I finally had a chance to break the unit down to locate the source of the problem. I took off the drive pulley and found that the sliding shaft that is moved by the clutch lever and moves the drive disk in and out is locked up. The drive plate was all the way out and would not retract regardless of the adjustments.

I tried to loosen the sliding shaft from the pulley side of the unit, but it won't budge. Now I think I need to remove the entire drive plate and shaft out the front of the machine and hopefully I can free it up and replace it. Right now, it looks like I need to remove an axle to do this. Any tips on this??

Thanks,
Tom


----------



## td5771 (Feb 21, 2011)

if you want I have an ariens in the garage waiting for parts. I took out the friction disc and the drive plate. real easy. I can give you some direction if it is the same model number or drive set up. this one is a 932101


----------



## tomkatohio (Jan 11, 2011)

Mine is a 924050 ST824.
I'm not sure if these are similar. I located some replacement parts on eBay.
I removed the friction disk with the rubber edge. Did you have to remove any drive shafts to get the flat drive disk out?
Thanks


----------



## Simplicity Solid 22 (Nov 27, 2012)

Is the right drive belt on there??? Too tight??


----------



## td5771 (Feb 21, 2011)

different set up

What is making it stick? rust? gunk? maybe some penetrating oil on it now that the friction wheel is out and you have some room to work.

the spindle the drive plate rides on is prob stuck in the bearings and bearing housing numbers 5,6,7,8 on the figure 6.2

otherwise go here:
http://apache.ariens.com/manuals/000123A.pdf

and read 6.3 and 6.4


----------



## tomkatohio (Jan 11, 2011)

Thanks for the comments. The belt is off and there is still no movement in the drive disk. Thanks td5771 Based on the diagram on page 6-2 the parts involved are #5,6, 7 and 8. They are probably rusted up since 7 doesn't move in 8. It's supposed to slide back and forth moving the drive disk toward and away from to the friction disk. It interesting that paragraph 6-4 just says to "remove the drive spindle from the frame"! Sounds easy but I think I'll have to remove the carrier shaft (#15) to get the assembly out.. 5,6,7 and 8 will come out the back but the drive plate and spindle need to go out the front. In the diagrams, it looks like the spindle is threaded on the drive plate. Any ideas if this can be unbolted from the back of the unit?
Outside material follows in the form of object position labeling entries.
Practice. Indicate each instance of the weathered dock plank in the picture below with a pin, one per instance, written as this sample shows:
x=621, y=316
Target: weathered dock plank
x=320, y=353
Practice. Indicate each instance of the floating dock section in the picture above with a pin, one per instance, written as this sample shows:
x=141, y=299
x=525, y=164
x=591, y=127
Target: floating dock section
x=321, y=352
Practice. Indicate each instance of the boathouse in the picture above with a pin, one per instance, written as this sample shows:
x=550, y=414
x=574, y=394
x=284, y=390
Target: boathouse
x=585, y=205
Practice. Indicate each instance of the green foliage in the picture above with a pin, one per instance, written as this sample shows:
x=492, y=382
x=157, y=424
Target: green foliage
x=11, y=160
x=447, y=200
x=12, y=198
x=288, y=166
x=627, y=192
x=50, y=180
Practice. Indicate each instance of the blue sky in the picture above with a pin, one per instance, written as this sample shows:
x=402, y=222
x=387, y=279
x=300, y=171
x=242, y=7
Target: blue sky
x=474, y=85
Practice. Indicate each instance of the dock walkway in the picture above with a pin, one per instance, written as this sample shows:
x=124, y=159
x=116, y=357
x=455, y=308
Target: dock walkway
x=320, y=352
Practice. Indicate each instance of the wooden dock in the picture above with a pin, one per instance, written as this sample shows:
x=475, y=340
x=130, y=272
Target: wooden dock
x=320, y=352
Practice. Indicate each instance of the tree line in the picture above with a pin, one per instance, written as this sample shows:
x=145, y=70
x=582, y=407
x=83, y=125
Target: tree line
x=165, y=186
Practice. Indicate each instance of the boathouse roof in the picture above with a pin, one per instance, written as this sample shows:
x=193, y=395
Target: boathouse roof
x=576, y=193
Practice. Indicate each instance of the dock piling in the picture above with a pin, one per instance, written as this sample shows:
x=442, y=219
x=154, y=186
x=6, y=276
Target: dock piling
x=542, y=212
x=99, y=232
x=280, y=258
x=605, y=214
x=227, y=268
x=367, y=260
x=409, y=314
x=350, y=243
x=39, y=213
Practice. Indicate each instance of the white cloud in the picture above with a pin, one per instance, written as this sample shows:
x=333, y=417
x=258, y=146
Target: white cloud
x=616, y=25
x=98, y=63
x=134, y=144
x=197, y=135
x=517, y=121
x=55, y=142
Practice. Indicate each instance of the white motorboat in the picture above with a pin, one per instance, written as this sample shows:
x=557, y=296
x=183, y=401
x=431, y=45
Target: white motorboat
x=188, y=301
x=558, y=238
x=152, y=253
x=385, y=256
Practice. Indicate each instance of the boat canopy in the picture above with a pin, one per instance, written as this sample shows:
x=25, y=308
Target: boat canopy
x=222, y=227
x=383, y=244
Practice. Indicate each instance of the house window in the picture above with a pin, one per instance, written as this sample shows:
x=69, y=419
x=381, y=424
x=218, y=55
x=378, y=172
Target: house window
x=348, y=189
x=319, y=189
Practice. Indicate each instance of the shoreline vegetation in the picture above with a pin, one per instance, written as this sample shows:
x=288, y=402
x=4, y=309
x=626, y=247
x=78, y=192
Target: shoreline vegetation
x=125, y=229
If it was removed from the friction disk, I could probably pull it out the front and replace it. 
Thanks again,
Tom


----------



## td5771 (Feb 21, 2011)

I believe it all has to come out. 3rd part of 6.4 says to remove friction wheel carrier. to do that follow 6.3, it all has to come out. friction wheel/carrier/shaft.

These jobs are a pain on older machines. for example the one I just took apart took 20 minutes to remove the rear axle and take out the friction disc and the drive plate, no problem, a little stuck but came right out.

on the other hand I had an old bolens and it took 2 1/2 hrs to get 1/2 of the axle out just to spen another 1 1/2 hrs to get the carrier out to change the disc.

Some go easy, some go kicking and screaming.

dont think it is threaded, if it was it would risk coming unthreaded in forward or reverse if it met enough resistance when working


----------



## tomkatohio (Jan 11, 2011)

Thanks again td5771. I feel your pain. I have already broken a few bolts trying to loosen them. Will probably end up replacing them also. I swear I saw somewhere that the shafts were left-hand threaded to reduce the un-threading problem, bit can't find that reference again. May have been on another model or manufacturer forum I saw somewhere else. Even if they were threaded, I'm not sure how you'd secure the disk enough to unscrew the shaft.


----------



## tomkatohio (Jan 11, 2011)

I did need to remove the fiction disk shaft and almost all of the drive gears to remove the friction disk assembly. When I did get it out, it took a few substantial blows on a socket placed over the sliding assembly to break it loose. The clutch would have never moved it, so I think this was definitely my problem. I purchased a reconditioned unit and will have it back in soon.


----------